Rise of the Empress

by Masterweaver



Category: A Hat in Time (Video Game)
Genre: Fanmade Background, Gen, Nyakuza spoilers
Language: English
Status: In-Progress
Published: 2019-06-01
Updated: 2019-05-23
Packaged: 2020-03-13 06:07:14
Rating: Teen And Up Audiences
Warnings: Graphic Depictions Of Violence, Major Character Death
Chapters: 1
Words: 1,012
Publisher: archiveofourown.org
Story URL: https://archiveofourown.org/works/18934969
Author URL: https://archiveofourown.org/users/Masterweaver/pseuds/Masterweaver
Summary: A life is marked by scars. The remnants of struggle and triumph, of loss and resolution, of glory and sorrow.But scars do not bind. They release.





	Rise of the Empress

Insignificant.

That about summed up the entire area. A bend in a railroad, attended to by an abandoned hutch with locked doors. Dry grass, through which meandered a few beetles. The rising sun, peppering the land with just enough heat to be noticeable. Crates, some opened, some not, resting to the side. It was an oddity of an earlier age, when the trains were run by steam instead of cats and needed regular refueling. The structure hadn't been torn down because...

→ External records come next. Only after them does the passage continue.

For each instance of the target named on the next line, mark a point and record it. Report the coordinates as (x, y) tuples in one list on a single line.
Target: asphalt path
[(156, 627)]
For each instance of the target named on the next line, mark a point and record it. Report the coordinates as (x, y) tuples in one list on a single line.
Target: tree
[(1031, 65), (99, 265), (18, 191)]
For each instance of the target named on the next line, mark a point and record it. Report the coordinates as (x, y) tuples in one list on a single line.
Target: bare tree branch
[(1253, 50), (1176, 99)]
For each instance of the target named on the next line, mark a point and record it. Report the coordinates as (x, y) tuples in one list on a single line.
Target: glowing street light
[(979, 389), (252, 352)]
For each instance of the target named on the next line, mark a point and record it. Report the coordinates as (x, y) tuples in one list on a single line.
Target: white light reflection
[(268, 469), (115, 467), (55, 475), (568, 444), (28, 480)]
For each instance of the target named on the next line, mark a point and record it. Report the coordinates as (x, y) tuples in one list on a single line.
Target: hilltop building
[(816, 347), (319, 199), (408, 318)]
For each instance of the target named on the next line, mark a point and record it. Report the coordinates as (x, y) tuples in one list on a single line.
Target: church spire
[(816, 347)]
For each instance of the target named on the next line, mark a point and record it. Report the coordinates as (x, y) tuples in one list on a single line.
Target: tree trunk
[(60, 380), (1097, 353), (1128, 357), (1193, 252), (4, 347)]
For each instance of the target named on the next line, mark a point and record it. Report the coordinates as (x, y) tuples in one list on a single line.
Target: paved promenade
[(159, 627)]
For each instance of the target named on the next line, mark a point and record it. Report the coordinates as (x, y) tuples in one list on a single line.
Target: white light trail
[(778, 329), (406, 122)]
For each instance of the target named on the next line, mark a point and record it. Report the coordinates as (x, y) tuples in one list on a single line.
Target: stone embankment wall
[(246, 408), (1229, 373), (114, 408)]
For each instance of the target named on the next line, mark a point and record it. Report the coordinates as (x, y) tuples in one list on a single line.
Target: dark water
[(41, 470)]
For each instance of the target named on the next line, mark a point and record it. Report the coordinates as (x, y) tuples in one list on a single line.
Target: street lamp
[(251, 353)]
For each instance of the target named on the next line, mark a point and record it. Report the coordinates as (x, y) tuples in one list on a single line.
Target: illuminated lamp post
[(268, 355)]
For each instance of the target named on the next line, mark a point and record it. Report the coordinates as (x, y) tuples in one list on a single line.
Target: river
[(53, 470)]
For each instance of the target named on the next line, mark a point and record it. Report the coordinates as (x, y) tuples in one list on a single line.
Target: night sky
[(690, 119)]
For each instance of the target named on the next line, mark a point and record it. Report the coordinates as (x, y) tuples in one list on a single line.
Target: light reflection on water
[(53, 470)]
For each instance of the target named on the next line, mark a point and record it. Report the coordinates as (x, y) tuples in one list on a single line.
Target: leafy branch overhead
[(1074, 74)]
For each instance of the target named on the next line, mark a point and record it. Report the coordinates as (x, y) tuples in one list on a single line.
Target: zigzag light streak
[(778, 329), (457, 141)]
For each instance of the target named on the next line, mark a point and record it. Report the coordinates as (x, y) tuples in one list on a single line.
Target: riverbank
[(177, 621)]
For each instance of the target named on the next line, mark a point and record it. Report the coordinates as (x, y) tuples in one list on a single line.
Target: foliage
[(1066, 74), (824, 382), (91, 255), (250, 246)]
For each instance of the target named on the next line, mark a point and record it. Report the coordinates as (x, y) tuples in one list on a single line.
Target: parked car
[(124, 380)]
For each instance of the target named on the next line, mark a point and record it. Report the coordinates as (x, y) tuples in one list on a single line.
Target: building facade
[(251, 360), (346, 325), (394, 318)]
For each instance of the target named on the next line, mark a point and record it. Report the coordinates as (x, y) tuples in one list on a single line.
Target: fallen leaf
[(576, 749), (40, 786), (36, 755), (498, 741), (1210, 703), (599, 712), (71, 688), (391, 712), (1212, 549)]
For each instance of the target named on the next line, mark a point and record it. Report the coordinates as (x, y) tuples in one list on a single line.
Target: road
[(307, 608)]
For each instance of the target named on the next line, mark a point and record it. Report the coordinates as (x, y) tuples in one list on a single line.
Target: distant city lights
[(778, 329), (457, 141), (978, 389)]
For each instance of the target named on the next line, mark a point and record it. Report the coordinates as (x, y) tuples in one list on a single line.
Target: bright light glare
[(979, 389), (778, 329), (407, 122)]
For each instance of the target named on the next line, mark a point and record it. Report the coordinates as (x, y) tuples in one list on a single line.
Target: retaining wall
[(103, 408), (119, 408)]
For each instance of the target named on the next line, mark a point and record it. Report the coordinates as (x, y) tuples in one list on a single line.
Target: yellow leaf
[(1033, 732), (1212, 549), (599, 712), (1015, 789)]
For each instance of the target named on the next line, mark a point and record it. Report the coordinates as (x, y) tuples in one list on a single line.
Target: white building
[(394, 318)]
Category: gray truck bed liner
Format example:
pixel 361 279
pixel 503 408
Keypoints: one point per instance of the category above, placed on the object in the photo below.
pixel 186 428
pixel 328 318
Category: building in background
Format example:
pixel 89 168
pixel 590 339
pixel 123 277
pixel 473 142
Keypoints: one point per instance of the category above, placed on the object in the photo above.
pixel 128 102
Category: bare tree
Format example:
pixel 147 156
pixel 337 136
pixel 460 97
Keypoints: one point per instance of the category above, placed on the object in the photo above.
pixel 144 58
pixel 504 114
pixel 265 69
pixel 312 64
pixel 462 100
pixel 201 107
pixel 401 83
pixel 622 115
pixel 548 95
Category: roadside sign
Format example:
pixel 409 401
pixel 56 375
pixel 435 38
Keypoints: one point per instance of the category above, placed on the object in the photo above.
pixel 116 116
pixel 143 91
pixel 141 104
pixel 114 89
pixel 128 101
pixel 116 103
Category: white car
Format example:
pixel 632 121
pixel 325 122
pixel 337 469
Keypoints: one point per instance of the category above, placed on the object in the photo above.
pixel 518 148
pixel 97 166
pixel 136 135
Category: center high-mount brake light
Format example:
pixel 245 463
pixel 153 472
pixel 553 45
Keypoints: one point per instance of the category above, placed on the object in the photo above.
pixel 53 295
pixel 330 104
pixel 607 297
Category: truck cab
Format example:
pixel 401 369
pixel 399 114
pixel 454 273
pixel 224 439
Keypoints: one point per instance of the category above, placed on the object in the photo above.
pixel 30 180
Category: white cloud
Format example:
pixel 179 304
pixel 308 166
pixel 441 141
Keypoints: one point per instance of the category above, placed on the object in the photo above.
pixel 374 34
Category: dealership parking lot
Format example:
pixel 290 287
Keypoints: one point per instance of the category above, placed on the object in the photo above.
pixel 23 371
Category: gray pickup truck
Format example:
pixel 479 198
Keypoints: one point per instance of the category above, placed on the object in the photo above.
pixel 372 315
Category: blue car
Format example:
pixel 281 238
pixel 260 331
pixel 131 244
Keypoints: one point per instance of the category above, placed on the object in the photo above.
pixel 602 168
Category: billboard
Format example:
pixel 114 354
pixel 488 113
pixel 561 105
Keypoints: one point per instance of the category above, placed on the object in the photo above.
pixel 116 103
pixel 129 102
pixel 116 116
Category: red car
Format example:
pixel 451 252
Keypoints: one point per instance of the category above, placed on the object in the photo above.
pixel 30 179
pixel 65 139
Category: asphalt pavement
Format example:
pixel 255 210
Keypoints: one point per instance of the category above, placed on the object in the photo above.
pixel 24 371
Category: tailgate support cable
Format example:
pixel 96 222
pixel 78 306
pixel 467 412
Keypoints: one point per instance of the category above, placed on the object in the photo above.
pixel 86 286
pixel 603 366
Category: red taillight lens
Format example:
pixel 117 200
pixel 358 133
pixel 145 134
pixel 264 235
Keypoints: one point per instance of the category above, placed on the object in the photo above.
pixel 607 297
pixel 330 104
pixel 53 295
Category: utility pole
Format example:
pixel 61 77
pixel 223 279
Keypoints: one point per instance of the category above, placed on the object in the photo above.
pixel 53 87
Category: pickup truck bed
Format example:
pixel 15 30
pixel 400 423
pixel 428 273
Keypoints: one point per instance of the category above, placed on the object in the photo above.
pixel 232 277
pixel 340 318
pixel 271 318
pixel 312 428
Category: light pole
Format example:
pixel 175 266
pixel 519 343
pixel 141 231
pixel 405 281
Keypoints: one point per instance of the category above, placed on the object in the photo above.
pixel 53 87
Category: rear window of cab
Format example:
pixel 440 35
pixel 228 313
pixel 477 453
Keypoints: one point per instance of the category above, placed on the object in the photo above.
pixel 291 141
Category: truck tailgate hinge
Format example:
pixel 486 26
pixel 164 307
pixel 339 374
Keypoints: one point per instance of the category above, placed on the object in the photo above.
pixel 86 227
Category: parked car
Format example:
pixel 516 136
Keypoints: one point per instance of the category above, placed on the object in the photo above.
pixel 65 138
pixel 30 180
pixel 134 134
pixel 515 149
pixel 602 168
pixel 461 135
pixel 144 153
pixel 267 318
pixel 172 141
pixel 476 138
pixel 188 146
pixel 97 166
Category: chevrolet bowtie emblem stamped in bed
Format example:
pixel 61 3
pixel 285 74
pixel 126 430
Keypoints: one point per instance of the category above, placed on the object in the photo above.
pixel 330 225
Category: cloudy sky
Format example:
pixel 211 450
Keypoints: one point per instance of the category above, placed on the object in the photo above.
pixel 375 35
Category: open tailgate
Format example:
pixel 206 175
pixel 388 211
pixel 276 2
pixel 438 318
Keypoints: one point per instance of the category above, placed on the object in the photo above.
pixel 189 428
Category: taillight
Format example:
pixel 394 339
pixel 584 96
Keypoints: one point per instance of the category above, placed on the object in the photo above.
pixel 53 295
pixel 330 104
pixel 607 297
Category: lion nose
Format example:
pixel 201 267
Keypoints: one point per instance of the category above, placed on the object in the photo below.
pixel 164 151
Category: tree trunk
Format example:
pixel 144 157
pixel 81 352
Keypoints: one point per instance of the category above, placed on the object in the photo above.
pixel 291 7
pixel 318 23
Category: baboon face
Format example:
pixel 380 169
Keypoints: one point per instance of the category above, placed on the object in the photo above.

Well, why bother? It was insignificant. Resting on an insignificant patch of land, filled with insignificant tools, and with an insignificant kit resting on the roof.

She had a name, of course, but there was nobody here to say it, nobody here to hear it. And she preferred that, actually. She'd heard it enough, slung at her mockingly day and day again. For something she couldn't even control, a factor of her birth plain as the mismatched eyes on her face. Here, at least, there were none to call attention. None to make her feel low.

Here she had nobody to prove anything to.

Nobody but herself.

Her tail flicked idly as she lounged on the roof, stretching her claws out on the rotten wood. It was another insignificant day, in this insignificant place, for an insignificant misfit. Like it had been yesterday. Like it had been the day before. Like it had been every day she could remember...

...something in her wasn't satisfied with that. But she couldn't change it.

Her ears perked at the faint rattling in the distance. It wasn't a new sound, not by a long shot--it signified the only thing worth paying attention to. The Noble Aspiration, a train that connected small country settlements to the growing capital. She looked into the distance, watching the massive feline bounding down the rails with a line of carts leashed to its harness; the nekā was looking left and right as it rumbled toward her, paws beating on the track faster than any mortal creature could hope. Strange, how even a thing with no real intelligence could be more important than she was.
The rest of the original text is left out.